Alguém bate à porta.

Passando disso, a liberdade púbere
com um mundo se estendendo ante meus olhos,
desdobravam-se novos horizontes
e minha solidão foi substituída
por camaradagem e romantismo,
com cores intensas e escuras,
onde a paixão se destacava.
Até que, sobre esse mosaico,
abateu-se uma grande mancha negra
que apagou todas as cores
que cobriam as paredes do meu quarto.
Grande agonia me acometeu,
a tristeza caiu sobre mim como a chuva.
Busquei abrigo, mas já era à noite
e todos dormiam.

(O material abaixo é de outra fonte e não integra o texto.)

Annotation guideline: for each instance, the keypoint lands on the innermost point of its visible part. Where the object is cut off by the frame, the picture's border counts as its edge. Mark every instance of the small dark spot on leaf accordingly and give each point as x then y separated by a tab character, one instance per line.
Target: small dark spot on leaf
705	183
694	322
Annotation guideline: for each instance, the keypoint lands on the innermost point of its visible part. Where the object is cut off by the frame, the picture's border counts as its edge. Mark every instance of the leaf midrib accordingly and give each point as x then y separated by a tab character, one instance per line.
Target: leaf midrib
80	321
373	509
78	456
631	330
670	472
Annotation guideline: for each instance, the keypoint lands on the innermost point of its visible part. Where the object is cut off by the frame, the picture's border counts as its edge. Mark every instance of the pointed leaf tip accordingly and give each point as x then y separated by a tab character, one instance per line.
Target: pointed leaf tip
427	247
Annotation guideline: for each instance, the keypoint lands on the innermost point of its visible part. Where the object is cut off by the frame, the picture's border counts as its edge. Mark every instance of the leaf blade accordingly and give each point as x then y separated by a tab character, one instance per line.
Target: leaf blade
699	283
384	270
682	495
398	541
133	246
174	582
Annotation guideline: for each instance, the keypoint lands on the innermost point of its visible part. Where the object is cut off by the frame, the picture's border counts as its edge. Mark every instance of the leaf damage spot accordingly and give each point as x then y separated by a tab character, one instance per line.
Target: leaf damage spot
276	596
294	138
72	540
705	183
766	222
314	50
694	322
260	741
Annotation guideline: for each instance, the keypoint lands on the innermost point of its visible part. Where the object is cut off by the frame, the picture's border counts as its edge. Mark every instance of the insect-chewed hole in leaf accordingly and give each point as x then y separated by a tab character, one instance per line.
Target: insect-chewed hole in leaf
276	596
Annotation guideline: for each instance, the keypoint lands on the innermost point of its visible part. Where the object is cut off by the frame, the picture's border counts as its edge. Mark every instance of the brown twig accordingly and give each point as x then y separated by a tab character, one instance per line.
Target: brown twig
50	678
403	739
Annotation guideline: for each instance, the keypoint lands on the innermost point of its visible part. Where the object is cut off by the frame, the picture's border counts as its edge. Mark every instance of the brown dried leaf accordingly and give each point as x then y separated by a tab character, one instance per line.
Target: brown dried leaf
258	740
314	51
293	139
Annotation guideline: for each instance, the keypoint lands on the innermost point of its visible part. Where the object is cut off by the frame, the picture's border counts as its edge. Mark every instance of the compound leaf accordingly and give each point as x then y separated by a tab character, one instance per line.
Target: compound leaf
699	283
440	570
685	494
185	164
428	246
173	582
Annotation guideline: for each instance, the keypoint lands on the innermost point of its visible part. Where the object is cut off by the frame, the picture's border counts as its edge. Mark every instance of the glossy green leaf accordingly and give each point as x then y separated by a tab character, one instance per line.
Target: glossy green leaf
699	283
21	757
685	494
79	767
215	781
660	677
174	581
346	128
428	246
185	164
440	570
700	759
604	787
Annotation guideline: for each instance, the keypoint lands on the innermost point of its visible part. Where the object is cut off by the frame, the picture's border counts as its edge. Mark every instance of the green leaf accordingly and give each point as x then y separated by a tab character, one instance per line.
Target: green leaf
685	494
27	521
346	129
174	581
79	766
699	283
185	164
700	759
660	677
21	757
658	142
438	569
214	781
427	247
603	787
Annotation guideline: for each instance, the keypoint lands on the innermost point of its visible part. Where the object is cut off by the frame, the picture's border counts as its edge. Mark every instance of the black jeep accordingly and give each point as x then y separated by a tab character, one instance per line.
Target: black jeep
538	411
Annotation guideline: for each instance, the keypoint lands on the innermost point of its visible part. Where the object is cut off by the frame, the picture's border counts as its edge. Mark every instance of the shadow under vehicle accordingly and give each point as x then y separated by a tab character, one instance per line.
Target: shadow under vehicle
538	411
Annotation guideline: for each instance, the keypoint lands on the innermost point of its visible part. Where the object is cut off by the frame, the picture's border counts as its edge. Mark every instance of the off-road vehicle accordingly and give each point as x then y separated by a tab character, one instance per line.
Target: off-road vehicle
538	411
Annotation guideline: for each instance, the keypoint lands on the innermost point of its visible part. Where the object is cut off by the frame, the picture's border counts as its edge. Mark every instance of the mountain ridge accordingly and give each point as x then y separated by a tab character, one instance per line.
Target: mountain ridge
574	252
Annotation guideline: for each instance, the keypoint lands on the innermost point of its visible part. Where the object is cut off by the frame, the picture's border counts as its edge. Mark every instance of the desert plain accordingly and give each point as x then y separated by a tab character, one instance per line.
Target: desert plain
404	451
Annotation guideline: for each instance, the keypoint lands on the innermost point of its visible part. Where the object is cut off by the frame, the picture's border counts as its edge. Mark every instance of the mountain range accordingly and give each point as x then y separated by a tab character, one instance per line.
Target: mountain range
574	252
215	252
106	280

Todos dormiam,
ninguém me ouviu.
Curvado e chorando sobre a mancha
me surpreendi com uma luz
que resplandecia atrás de mim.
A luz branca invadiu a mancha negra
e logo a pintura sombria descascou
caindo sobre o chão e revelando
cores novas e mais vivas,
mais belas do que eu jamais vi:
Ao mesmo tempo suaves e sublimes,
como a brisa do mar;
Sem fim, mas bem definidas,
como uma floresta inexplorada.
Meus olhos se encheram de beleza,
e meu sorriso desabrochou
como uma rosa selvagem.
Minha mãos se ergueram ao céu
e eu toquei um anjo que passava.


Alguém bate à porta.

Aos poucos, a luz foi se desvanecendo
e meus olhos se escureceram.
As sublimes cores ainda estavam lá,
porém mais pálidas e ininteligíveis.
Os camaradas e os amores de antigamente
já haviam me deixado, mas só fisicamente:
Meu coração e minha mente ainda pulsavam por eles
mas meu sentimento valia tanto quanto o orvalho
que cai sobre uma poça de água.
Tudo me parecia enevoado
e meu discernimento se denegriu.
Limpei as lágrimas de meus olhos,
mas isso de pouco me serviu.


Alguém bate à porta.

Me levanto para abri-la,
  vejo o que eu temia:
Uma moça bonita, mas extremamente perigosa;
Seus olhos são negros e sua pele é cinza,
seu cabelo lhe caí suavemente sobre os ombros,
seu sorriso é gentil, mas seu olhar é cruel;
seus dedos são longos e finos, como galhos,
e sua aura preenche todo o ambiente.
A moça é a fúnebre Nostalgia
e sua visita já me é frequente.
Pouco a pouco, ela consome meu espírito.
Pouco a pouco, ela me mata a alma.
Pouco a pouco, ela me emagrece o corpo.
Pouco a pouco, ela envenena meu fígado.
Ela me mata, pouco a pouco, respeitando meu próprio ritmo.
E infelizmente, queridos velhos amigos,
essa é a melhor morte que eu poderia desejar.